Just for comparison, trim works in VirtualBox virtual machines, if you run once in Host OS, the command:
vboxmanage storageattach "virtual machine name" --storagectl "SATA" --port 0 --type hdd --medium "virtual hard disk name.vdi" --nonrotational on --discard on
When you run fstrim / retrim free space, or delete files, in the Guest OS, the virtual hard disk gets resized, and the Host SSD gets informed of the unallocated space.
Thank you a lot.
Hi,
You are basically describing the shrink feature.
With the VM shut down:
On a Windows host, with a Windows guest and VMware Workstation Professional you can use:
Right click -> Manage -> Clean up disk
On a Linux host and with Linux or Windows guests on Workstation Professional you can use the option "Compact Disk" which is found under "Edit configuration" select the hard disk and use the "Compact" button.
With the VM running you can use the vmware tools options in the guest.
For more info and options for VMware Player see also:
Shrink guest on hosted platform - VI-Toolkit
--
Wil
Hi,
You are basically describing the shrink feature.
With the VM shut down:
On a Windows host, with a Windows guest and VMware Workstation Professional you can use:
Right click -> Manage -> Clean up disk
On a Linux host and with Linux or Windows guests on Workstation Professional you can use the option "Compact Disk" which is found under "Edit configuration" select the hard disk and use the "Compact" button.
With the VM running you can use the vmware tools options in the guest.
For more info and options for VMware Player see also:
Shrink guest on hosted platform - VI-Toolkit
--
Wil
No, it is not a solution. The shrink feature can only reduce the zero-filled blocks, and the blocks of deleted files won't be zero-filled on the guest without the trim support.

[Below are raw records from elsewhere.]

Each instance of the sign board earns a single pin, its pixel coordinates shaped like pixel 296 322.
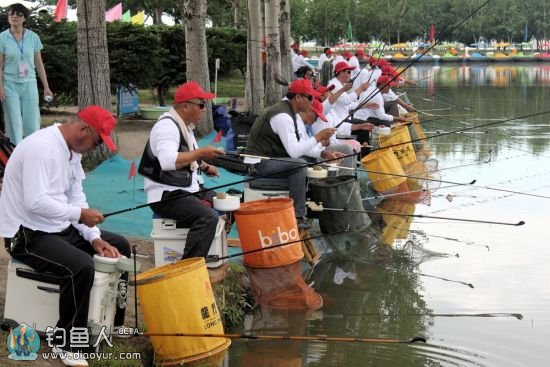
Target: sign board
pixel 127 101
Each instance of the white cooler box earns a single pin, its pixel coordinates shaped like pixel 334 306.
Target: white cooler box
pixel 169 242
pixel 33 298
pixel 265 188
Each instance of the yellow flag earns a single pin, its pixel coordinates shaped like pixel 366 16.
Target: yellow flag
pixel 139 18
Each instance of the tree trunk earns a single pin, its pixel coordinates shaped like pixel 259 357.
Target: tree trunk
pixel 196 58
pixel 286 52
pixel 273 66
pixel 254 73
pixel 94 86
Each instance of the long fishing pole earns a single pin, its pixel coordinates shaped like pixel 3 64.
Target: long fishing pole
pixel 186 194
pixel 395 76
pixel 320 338
pixel 319 207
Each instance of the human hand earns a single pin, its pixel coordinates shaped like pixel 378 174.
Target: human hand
pixel 210 152
pixel 103 248
pixel 91 217
pixel 325 134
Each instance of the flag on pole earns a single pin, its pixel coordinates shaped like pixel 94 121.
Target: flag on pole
pixel 127 16
pixel 350 33
pixel 139 18
pixel 60 12
pixel 218 137
pixel 132 170
pixel 115 13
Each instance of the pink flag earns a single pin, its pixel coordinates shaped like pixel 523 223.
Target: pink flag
pixel 218 137
pixel 132 170
pixel 115 13
pixel 60 11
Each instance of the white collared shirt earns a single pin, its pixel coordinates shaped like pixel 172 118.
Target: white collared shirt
pixel 43 187
pixel 165 142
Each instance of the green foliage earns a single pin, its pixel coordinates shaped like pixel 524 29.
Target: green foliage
pixel 234 296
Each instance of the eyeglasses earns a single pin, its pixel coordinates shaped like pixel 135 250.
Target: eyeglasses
pixel 98 141
pixel 201 105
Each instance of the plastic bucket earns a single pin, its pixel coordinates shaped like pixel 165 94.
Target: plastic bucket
pixel 339 192
pixel 400 142
pixel 178 298
pixel 384 161
pixel 265 223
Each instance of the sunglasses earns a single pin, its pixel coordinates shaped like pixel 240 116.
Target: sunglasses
pixel 201 105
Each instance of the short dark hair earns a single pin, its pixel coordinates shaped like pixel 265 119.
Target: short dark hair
pixel 19 8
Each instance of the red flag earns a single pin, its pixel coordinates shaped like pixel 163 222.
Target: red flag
pixel 218 137
pixel 132 170
pixel 60 11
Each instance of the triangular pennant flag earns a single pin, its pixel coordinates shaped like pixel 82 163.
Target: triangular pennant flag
pixel 115 13
pixel 60 12
pixel 127 16
pixel 218 137
pixel 139 18
pixel 132 170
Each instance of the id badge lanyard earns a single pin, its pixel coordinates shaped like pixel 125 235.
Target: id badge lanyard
pixel 22 65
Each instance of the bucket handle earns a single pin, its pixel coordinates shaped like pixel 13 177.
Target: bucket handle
pixel 149 280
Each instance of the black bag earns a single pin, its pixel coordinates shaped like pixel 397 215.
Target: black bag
pixel 241 123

If this feature is simply not implemented, then it would be much better to admit it.
Hi,
A few things...
1) I do not work for VMware, this is a community forum and answers are given by other users. As such I try to help and have "nothing to admit" as I cannot make statements for VMware.
2) Contrary to your report my answer is not a duplicate. To clarify, I'm a user admin and handle reports, so your report about my answer.. ended up on my plate ;)... But I think I understand why you reported my answer as a dupe. When a user considers an answer to be correct and marks it as correct, the answer will be copied - by the forum software - directly under the question.
This is confusing, more so in this case, and does indeed make it look like a duplicate.
I have made a note of this and will bring it up in the next moderator meeting, thanks for the report.
3) What you want is not implemented, sorry.
--
Wil
Ok, thanks.
Meanwhile, I found that a disk.scsiUnmapAllowed = "TRUE" in the .vmx descriptor of the VM might help. On VSAN it is a documented feature ( https://blogs.virtualmaestro.in/2018/12/25/what-is-trim-unmap-in-vsan-6-7/ ).
The vmware-vmx binary (this executes a VM) contains this string on a vmware workstation. I tried it, simply by adding this line to the .vmx, but it did not change anything. The guest still can not see a trimmable block device. I also tried to change the virtual disk to an NVME type (commonly used by trimmable disks today), also with no success.
Btw, trim support on the guest needs some manual writing of the VM xml config even in VirtualBox, but there it at least works.
Possibly some OS-specific guest addon could exist which zeroes out files on deletion. Using that, your answer would be close what we want to have. But the correct solution would be that the virtualization engine should report a trimmable block device to the guest OS.